“Be ready to meet expectations and prepare for the unexpected.” Those were the words of NASA Deputy Administrator Pam Melroy as she spoke virtually during a recent Safety Day at NASA’s Armstrong Flight Research Center in Edwards, California.
Highlighting some of the agency’s top priorities for a very busy year, Melroy mentioned preparing for the launch of the Artemis mission, bringing the James Webb Space Telescope online and capturing the first science with it, and closer to at home at NASA Armstrong, preparing to fly the X-59 supersonic aircraft and the all-electric X-57 Mod II.
Before being selected as a NASA astronaut, piloting two space shuttles and commanding an orbiter mission, Melroy was a US Air Force test pilot. This is where safety was instilled in him, including best practices and the recognition that some factors are beyond people’s ability to control, such as the weather.
Melroy is familiar with Edwards Air Force Base, where she graduated from the Air Force Test Pilot School in 1991. Her first assignment was to the Air Force Flight Test Center at Edwards Test Operations, and she has spoken of her work with the C-17 Combined Force Test. The C-17 was in development testing and Melroy supervised structural testing.
“We loaded the plane with weird cargo configurations, test modes and maneuvers,” she said. “We tested the aircraft at 80% of its load limits, then performed an analysis, while setting the load limit to 100%.”
On one flight in particular, conditions were not conducive to testing, leading the team to perform a maneuver that had been advised, but not practiced. To make matters worse, it was almost sunset.
“The C-17 was one of the first heavy aircraft to use fly-by-wire controls,” she explained. “It wasn’t always predictable. We did the maneuver and all the lights went out on the warning panel. We took a step back, reset the electronic controls and determined that we had exceeded the load limits of the vehicle. “plane. We did a full flight controllability check and then landed 30 minutes after sunset in complete darkness. It was not an ideal situation.”
The decisions that led to this situation are attributed to the rush to meet an artificial deadline.
“There was some complacency late in the program. Most test mishaps don’t happen in the middle of a tough test map because everyone is so focused. It’s when there are transitions or when the team does something that’s not that difficult that situations can arise.
It was comfort that led to the maneuver that wasn’t performed in the simulator and here’s the real surprise: the maneuver took the plane to 138% of its design limit.

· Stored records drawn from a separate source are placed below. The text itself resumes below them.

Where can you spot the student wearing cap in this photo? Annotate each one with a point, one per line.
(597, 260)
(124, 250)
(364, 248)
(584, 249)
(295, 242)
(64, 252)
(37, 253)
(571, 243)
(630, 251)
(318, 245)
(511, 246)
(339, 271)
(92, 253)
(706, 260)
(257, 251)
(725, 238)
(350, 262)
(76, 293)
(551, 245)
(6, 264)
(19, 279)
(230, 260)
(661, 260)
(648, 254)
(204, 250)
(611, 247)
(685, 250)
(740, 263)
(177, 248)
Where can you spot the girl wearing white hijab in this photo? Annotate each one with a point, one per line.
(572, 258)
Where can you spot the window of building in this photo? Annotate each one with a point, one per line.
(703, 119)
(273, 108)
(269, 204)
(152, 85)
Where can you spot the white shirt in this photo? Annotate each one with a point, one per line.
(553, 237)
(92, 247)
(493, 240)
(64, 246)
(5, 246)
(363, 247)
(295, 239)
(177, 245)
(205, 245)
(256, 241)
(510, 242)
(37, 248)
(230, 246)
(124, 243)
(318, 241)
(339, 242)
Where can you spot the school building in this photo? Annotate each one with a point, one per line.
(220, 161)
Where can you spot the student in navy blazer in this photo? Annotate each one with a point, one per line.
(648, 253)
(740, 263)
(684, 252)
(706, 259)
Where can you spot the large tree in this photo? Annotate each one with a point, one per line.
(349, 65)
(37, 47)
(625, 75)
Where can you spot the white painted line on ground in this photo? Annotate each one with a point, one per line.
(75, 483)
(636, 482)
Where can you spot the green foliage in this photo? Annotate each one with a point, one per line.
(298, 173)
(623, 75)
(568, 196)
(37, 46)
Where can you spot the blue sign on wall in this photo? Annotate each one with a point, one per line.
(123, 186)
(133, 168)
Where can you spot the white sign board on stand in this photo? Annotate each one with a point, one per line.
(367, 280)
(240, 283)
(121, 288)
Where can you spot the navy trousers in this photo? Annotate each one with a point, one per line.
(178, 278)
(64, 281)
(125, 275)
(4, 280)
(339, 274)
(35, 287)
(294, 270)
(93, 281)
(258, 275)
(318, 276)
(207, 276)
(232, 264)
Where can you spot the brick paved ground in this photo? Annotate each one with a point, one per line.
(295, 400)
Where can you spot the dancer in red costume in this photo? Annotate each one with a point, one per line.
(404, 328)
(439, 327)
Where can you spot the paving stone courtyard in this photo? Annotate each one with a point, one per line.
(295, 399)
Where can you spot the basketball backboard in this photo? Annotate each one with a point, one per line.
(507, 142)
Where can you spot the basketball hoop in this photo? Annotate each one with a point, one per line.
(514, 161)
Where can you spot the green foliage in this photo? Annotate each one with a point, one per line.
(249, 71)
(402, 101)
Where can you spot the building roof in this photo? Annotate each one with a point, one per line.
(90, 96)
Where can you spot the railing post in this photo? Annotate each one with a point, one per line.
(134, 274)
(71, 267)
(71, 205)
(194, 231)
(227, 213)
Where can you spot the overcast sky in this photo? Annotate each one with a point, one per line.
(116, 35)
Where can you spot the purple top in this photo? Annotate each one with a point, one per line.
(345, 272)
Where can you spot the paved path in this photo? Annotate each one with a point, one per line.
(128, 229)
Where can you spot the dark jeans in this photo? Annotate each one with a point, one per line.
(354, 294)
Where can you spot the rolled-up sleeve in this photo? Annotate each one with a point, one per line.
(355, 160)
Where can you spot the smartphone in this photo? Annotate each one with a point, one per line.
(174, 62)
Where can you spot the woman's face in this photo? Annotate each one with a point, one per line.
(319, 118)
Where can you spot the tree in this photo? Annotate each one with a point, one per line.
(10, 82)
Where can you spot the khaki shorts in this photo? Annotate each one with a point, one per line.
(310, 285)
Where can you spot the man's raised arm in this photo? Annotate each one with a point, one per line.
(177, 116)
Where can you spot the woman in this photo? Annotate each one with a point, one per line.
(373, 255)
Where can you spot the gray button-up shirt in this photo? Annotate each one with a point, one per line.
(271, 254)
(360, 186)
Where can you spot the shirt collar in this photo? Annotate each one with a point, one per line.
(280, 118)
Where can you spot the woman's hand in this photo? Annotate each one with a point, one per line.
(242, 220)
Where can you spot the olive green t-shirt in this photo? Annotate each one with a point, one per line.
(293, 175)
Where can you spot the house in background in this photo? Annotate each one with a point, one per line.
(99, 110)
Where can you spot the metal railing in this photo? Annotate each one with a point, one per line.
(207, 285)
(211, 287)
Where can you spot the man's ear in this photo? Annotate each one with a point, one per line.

When Melroy commissioned the space shuttle Discovery in October 2007, she had to weigh options for fixing a solar panel.
“When it was rolled out, it snagged and started to tear,” she recalls. We stopped and it was like a boat with the sail halfway up. It’s a terrible place to be a commander and decide to fix the solar panel because it violated safety rules. I weighed the potential risk on a spacewalk versus the actual risk.
Mission Specialist Scott Parazynski, who was balancing on an extended robotic arm, worked to put the first point on the board without touching it. It wasn’t obvious to him, but Doug Wheelock was watching carefully and was able to alert Parazynski to look outside as the solar panel was about to hit him.
“A lot of times in dangerous operations, the team focuses on the dangerous and misses the big picture,” Melroy said. “We all play a role. It’s up to all of us to keep our eyes wide open. »
Melroy gave another piece of advice – wait until the danger has passed before celebrating. The crew wanted to celebrate the major accomplishment of fixing the solar panel, but Melroy reminded everyone to wait until the spacewalkers had safely passed through the airlock.
“It’s after, or in between, when everything is fine and seems normal, or something you’ve been doing all the time, when complacency takes hold of you,” she said.